# Semantic Chunking

In [1]:
import faiss
import pickle
from tqdm import tqdm
import numpy as np
from openai import OpenAI
import spacy

# Initialize DeepInfra OpenAI Client
openai = OpenAI(
    api_key="2Q2AU9IG4jKLdqmRrHc2UxaLP8hHB0ii",  # Replace with your key
    base_url="https://api.deepinfra.com/v1/openai",
)


def generate_embeddings(chunks):
    """
    Generates embeddings using DeepInfra's BAAI/bge-m3 model with progress bar.
    Args:
        chunks (list): List of text chunks.
    Returns:
        np.ndarray: Array of embeddings.
    """
    embeddings = []
    for chunk in tqdm(chunks, desc="Generating Embeddings"):
        try:
            # Generate embeddings
            response = openai.embeddings.create(
                model="BAAI/bge-m3",
                input=chunk,
                encoding_format="float"
            )
            # Append embedding
            embeddings.append(response.data[0].embedding)
        except Exception as e:
            print(f"Error generating embedding for chunk: {chunk[:30]}... - {e}")
            embeddings.append([0] * 768)  # Add zero vector for failed chunks
    return np.array(embeddings, dtype=np.float32)  # Ensure float32 type


def process_and_store_faiss(chunks, index_path, metadata_path):
    """
    Processes the text chunks, generates embeddings, and stores them in FAISS.
    """
    # Generate embeddings
    embeddings = generate_embeddings(chunks)

    # Create FAISS index
    dimension = embeddings.shape[1]  # Get embedding dimension
    index = faiss.IndexFlatL2(dimension)  # Create FAISS index with L2 distance
    index.add(embeddings)  # Add embeddings to the index

    # Save index and metadata
    save_faiss_index(index, index_path, metadata_path, chunks)


def save_faiss_index(index, index_path, metadata_path, metadata):
    """
    Saves the FAISS index and metadata locally.
    """
    # Save FAISS index
    faiss.write_index(index, index_path)
    # Save metadata
    with open(metadata_path, 'wb') as f:
        pickle.dump(metadata, f)
    print("FAISS index and metadata saved locally.")
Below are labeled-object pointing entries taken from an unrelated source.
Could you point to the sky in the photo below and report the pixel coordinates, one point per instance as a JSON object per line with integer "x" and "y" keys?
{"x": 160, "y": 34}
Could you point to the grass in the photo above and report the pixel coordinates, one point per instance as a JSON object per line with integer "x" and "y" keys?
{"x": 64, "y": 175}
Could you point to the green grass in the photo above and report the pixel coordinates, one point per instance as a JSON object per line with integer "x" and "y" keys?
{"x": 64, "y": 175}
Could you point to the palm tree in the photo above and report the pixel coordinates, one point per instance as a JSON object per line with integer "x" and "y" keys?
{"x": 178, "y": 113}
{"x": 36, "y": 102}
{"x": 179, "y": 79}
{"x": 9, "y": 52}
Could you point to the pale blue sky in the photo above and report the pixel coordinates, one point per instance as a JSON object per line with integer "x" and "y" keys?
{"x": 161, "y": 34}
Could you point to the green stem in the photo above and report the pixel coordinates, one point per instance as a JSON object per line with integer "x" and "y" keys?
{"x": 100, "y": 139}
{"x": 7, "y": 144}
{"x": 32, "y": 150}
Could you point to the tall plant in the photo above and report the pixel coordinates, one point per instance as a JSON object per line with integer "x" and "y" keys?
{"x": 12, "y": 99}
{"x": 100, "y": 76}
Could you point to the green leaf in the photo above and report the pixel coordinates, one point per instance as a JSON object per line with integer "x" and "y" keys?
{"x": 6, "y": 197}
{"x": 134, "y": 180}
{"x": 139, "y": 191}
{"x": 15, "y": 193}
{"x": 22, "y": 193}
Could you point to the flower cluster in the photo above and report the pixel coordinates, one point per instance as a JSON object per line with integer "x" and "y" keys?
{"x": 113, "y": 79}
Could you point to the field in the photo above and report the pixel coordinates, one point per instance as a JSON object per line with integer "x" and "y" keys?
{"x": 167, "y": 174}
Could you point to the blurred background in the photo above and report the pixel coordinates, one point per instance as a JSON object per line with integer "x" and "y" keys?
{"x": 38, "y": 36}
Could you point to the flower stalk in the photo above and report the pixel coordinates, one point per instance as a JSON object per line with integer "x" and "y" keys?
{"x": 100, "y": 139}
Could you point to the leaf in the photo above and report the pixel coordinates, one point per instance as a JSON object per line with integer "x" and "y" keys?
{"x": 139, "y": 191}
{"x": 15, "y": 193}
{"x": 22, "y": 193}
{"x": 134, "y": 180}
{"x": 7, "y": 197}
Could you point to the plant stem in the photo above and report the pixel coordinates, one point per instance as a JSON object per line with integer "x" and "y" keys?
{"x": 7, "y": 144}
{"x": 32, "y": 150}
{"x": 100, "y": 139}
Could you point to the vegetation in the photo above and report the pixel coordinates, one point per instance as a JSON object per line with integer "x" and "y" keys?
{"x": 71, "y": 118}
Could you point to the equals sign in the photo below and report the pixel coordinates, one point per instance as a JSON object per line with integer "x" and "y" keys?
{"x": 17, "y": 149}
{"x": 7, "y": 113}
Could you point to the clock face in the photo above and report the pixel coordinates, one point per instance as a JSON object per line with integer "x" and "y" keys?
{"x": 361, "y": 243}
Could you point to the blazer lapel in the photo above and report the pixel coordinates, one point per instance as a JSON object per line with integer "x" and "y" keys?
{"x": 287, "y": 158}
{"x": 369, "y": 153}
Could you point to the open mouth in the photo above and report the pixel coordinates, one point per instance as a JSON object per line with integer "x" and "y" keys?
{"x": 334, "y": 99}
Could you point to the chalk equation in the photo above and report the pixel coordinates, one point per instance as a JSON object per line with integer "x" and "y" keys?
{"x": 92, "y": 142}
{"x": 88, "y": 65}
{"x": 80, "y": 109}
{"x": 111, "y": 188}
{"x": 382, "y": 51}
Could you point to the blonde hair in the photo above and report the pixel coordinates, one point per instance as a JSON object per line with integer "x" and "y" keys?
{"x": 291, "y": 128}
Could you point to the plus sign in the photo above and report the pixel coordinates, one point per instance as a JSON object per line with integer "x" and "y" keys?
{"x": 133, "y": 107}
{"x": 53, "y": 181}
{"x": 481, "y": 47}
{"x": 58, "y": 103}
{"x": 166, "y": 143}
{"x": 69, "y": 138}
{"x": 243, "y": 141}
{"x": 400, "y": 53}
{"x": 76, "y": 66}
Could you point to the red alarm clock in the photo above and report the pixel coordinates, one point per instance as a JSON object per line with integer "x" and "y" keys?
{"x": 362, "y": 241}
def load_faiss_index(index_path, metadata_path):
    """
    Loads the FAISS index and metadata from local storage.
    """
    # Load FAISS index
    index = faiss.read_index(index_path)
    # Load metadata
    with open(metadata_path, 'rb') as f:
        metadata = pickle.load(f)
    return index, metadata

In [6]:

# Load the pre-trained NLP model
# install en_core_web_sm model
# !python -m spacy download en_core_web_sm

nlp = spacy.load("en_core_web_sm")  # Use 'en_core_web_lg' for better accuracy with larger models

# Read the text file
with open('istanbul_places_content.txt', 'r', encoding='utf-8') as file:
    text = file.read()

def semantic_chunking(text, max_length=500, overlap=50):
    # Process the text with spaCy
    doc = nlp(text)
    
    chunks = []
    current_chunk = ""
    for sent in doc.sents:  # Iterate through sentences
        # Add the sentence if it fits in the current chunk
        if len(current_chunk) + len(sent.text) <= max_length:
            current_chunk += sent.text + " "
        else:
            # Add the current chunk to the list and start a new chunk with overlap
            chunks.append(current_chunk.strip())
            current_chunk = " ".join(current_chunk.split()[-overlap:]) + " " + sent.text
    
    # Append the last chunk
    if current_chunk:
        chunks.append(current_chunk.strip())
    
    return chunks

# Perform semantic chunking
chunks = semantic_chunking(text)

# Define the file paths for saving the FAISS index and metadata
index_path = "faiss_index.index"
metadata_path = "metadata.pkl"

# Process and store the FAISS index
process_and_store_faiss(chunks, index_path, metadata_path)


Generating Embeddings: 100%|██████████| 4997/4997 [40:07<00:00,  2.08it/s]  


FAISS index and metadata saved locally.